Un ras-le-bol – L’édito de Christophe Bonnefoy
C’est un peu le monde à l’envers. Des policiers qui manifestent, quand d’habitude ce sont eux qui encadrent ces corps de métier venus crier leur mal-être dans la rue. Une profession au bout du rouleau, alors qu’on a généralement l’image d’hommes et de femmes aux nerfs d’acier et aux tempéraments bien affirmés.
La police craque. Le nombre de suicides dans ses rangs – une cinquantaine depuis le début de l’année – montre combien le supportable a fait place à l’invivable. Trop longtemps sûrement, on a considéré que la vocation préserverait de la réalité du quotidien. Erreur, qui se paie cash aujourd’hui.
Du statut de héros lors des attentats de 2015, les policiers sont devenus les cibles faciles de toutes les contestations. Leur manifestation, à Paris, a montré à quel point ils concentrent désormais les maux de notre société. Ce n’est peut-être pas tant pour leurs retraites qu’ils défilaient hier. Mais plutôt pour toutes ces gouttes d’eau qui font déborder le vase : manque de considération, management d’un autre temps, millions d’heures supplémentaires non payées, réponses pénales inadaptées qui finissent par rendre leur travail infertile, puisqu’ils en viennent à réinterpeller le lendemain ceux qu’ils ont arrêtés la veille.

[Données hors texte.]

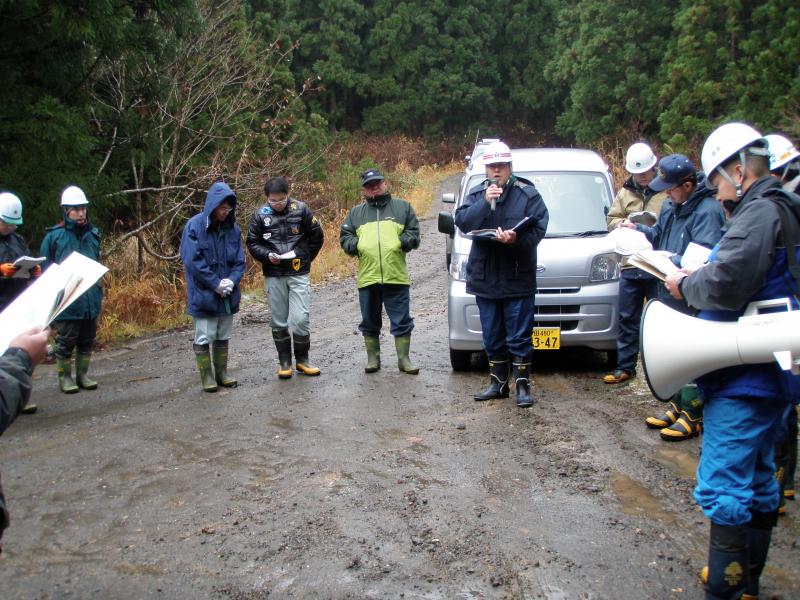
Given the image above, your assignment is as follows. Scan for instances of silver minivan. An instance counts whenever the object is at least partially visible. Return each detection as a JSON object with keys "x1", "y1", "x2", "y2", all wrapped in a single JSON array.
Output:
[{"x1": 439, "y1": 148, "x2": 619, "y2": 371}]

Ils deviennent au final le symbole de cet Etat qui ne tourne pas rond. Mais eux sont en première ligne. Ils se refusaient jusqu’alors à se plaindre. Ils s’autorisent désormais à tirer, à nouveau, une sonnette d’alarme que personne n’a voulu entendre. Comme les personnels des urgences. Comme d’autres, au service des populations, dont on considère qu’ils doivent beaucoup donner sans toujours recevoir, sinon les critiques et les coups. Un ras-le-bol que les félicitations ponctuelles de leur ministre de tutelle ne suffisent plus à contenir. Et qui, même, est alimenté par les attaques régulières de certains responsables politiques, entre autres.